Commençons par le dénouement de l’affaire, celle où le représentant de
l’Evêché est invité à se rendre dans les studios de la MBC pour apparaitre sur le
petit écran, encadré du Président et du Directeur Général afin que ces derniers
puissent lui présenter les excuses de leur institution. La « victime » aura donc
eu à se déplacer jusqu’au lieu de travail du « fautif » pour que celui-ci lui
présente des excuses. C’est comme si la MBC ne disposait pas d’un cameraman
pour accompagner ses deux dirigeants à l’Evêché et filmer leurs paroles
d’excuse ! Il est vrai que l’un de ces cameramen venait d’être trucidé, pardon :
« lapidé » et « crucifié».
Premier principe de comportement à retenir : si vous avez à présenter des
excuses à quelqu’un, vous allez chez lui, sauf circonstances atténuantes. Etait-
ce le cas ?
Dans le cas présent, il y a une autre considération qui mérite attention. Elle est
d’ordre institutionnel. En effet, la «victime» est une institution fondée en 1847
avec la nomination du premier Evêque de Port-Louis, Mgr. Bernard Collier et, si
sa mission première est de fournir aux catholiques l’ensemble des services
pastoraux, elle ne se limite guère à cela. Son rôle dans l’éducation primaire et
secondaire, ses prises de position pour défendre les valeurs fondamentales,
son travail auprès des démunis et des orphelins, voilà bien des exemples d’une
attitude de service à la nation tout entière durant bientôt 175 ans.

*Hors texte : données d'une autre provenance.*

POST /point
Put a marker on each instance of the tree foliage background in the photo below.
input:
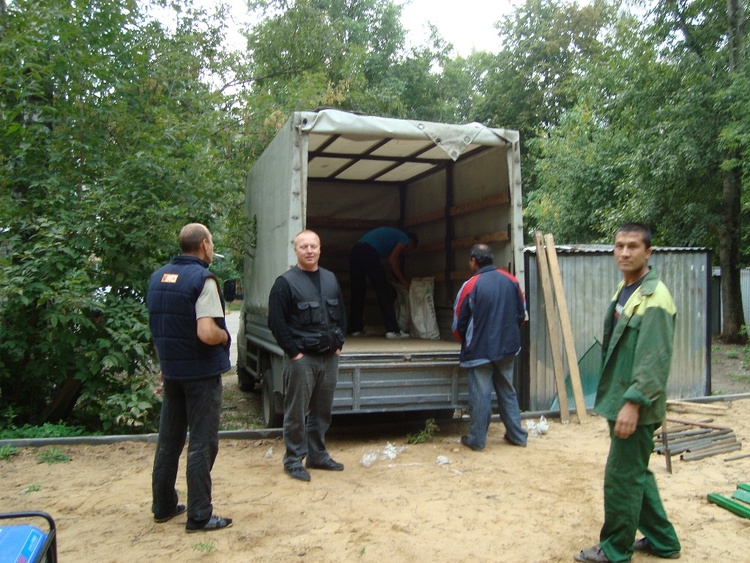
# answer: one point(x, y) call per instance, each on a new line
point(118, 128)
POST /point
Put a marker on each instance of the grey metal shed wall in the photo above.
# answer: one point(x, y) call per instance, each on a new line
point(589, 280)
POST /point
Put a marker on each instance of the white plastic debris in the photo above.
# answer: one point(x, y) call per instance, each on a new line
point(369, 458)
point(388, 452)
point(537, 428)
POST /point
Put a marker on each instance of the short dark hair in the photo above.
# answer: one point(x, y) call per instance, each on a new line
point(639, 228)
point(191, 237)
point(483, 255)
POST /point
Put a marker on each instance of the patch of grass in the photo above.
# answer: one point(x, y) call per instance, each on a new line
point(426, 435)
point(6, 452)
point(53, 455)
point(33, 488)
point(46, 430)
point(203, 547)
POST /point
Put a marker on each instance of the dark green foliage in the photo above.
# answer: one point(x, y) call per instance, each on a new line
point(113, 140)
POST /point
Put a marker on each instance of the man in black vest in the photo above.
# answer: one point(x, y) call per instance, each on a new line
point(306, 316)
point(186, 316)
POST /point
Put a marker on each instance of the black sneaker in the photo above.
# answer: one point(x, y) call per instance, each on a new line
point(213, 523)
point(298, 472)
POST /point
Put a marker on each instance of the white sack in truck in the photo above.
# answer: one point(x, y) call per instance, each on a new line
point(422, 309)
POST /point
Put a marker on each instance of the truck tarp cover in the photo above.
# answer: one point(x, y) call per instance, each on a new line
point(453, 139)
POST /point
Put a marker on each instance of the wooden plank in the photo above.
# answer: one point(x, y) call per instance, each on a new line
point(567, 329)
point(554, 336)
point(697, 423)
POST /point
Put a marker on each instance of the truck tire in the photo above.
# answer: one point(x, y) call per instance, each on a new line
point(271, 416)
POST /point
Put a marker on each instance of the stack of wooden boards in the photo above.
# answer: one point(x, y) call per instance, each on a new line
point(556, 311)
point(694, 440)
point(741, 503)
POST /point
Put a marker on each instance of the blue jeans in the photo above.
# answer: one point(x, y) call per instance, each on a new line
point(497, 375)
point(193, 405)
point(309, 385)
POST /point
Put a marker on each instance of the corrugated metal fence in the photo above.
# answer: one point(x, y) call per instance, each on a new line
point(590, 276)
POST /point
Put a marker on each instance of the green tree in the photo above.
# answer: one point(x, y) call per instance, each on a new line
point(113, 137)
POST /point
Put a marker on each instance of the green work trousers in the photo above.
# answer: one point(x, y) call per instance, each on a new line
point(631, 498)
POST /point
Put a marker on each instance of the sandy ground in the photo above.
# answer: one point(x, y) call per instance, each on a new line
point(435, 501)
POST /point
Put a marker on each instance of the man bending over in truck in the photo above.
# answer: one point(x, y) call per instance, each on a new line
point(306, 316)
point(364, 262)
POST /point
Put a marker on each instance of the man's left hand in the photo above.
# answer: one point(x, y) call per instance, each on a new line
point(627, 420)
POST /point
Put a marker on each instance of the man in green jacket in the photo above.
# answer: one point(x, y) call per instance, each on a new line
point(637, 354)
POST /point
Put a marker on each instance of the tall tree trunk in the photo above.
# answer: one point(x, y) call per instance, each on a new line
point(729, 253)
point(729, 257)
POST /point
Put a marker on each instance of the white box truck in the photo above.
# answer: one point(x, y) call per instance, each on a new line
point(342, 174)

Face à la victime, le « fautif », la Mauritius Broadcasting Corporation, fondée
par un Acte du Parlement en 1964, c’était donc il y a 55 ans. Elle est
responsable de nous offrir des programmes radio et télé, et elle est soumise à
des critères d’impartialité, par rapport notamment à l’information, à
l’éducation, à la culture et aux divertissements. Sans vouloir minimiser le rôle
et l’importance de la MBC au plan national, - au contraire, elle est tellement
courtisée que chaque gouvernement viole son impartialité-, on se rend bien
compte que l’institution séculaire qu’est l’Evêché méritait un respect autre que
celui d’être obligé d’envoyer son représentant dans les studios de la MBC pour
le show des excuses.
Deuxième principe à retenir : être toujours conscient de son importance
relative, il y a toujours plus grand que soi, éviter de prendre les gens de haut !
Allusion vient d’être faite à l’impartialité imposée à la MBC, prescription hélas
violée fréquemment. Qu’à cela ne tienne ! Lorsque la MBC recrute du
personnel apte à produire des programmes pour passage à l’antenne, il y lieu
de penser que le responsable du recrutement attire l’attention des candidats à
l’exigence d’impartialité dans leur travail. Cet avertissement est d’autant plus
grand, lorsque le candidat choisi est connu publiquement pour ses affinités
avec un parti politique. Au regard de ce qui s’est passé, il y a lieu de penser que
tel ne fut pas le cas, sauf désobéissance de futur lapidé ! En tous cas, il est le
seul à porter tout le poids de la faute.
Troisième principe à retenir : toujours exiger du personnel que, dans l’exercice
de ses fonctions, il se garde de partisanneries, que celles-ci soient politiques,
religieuses, ou même d’un autre ordre quand de vifs désaccords existent entre
différents groupes de personnes.
Le cameraman fautif a subi, publiquement, les foudres de son supérieur.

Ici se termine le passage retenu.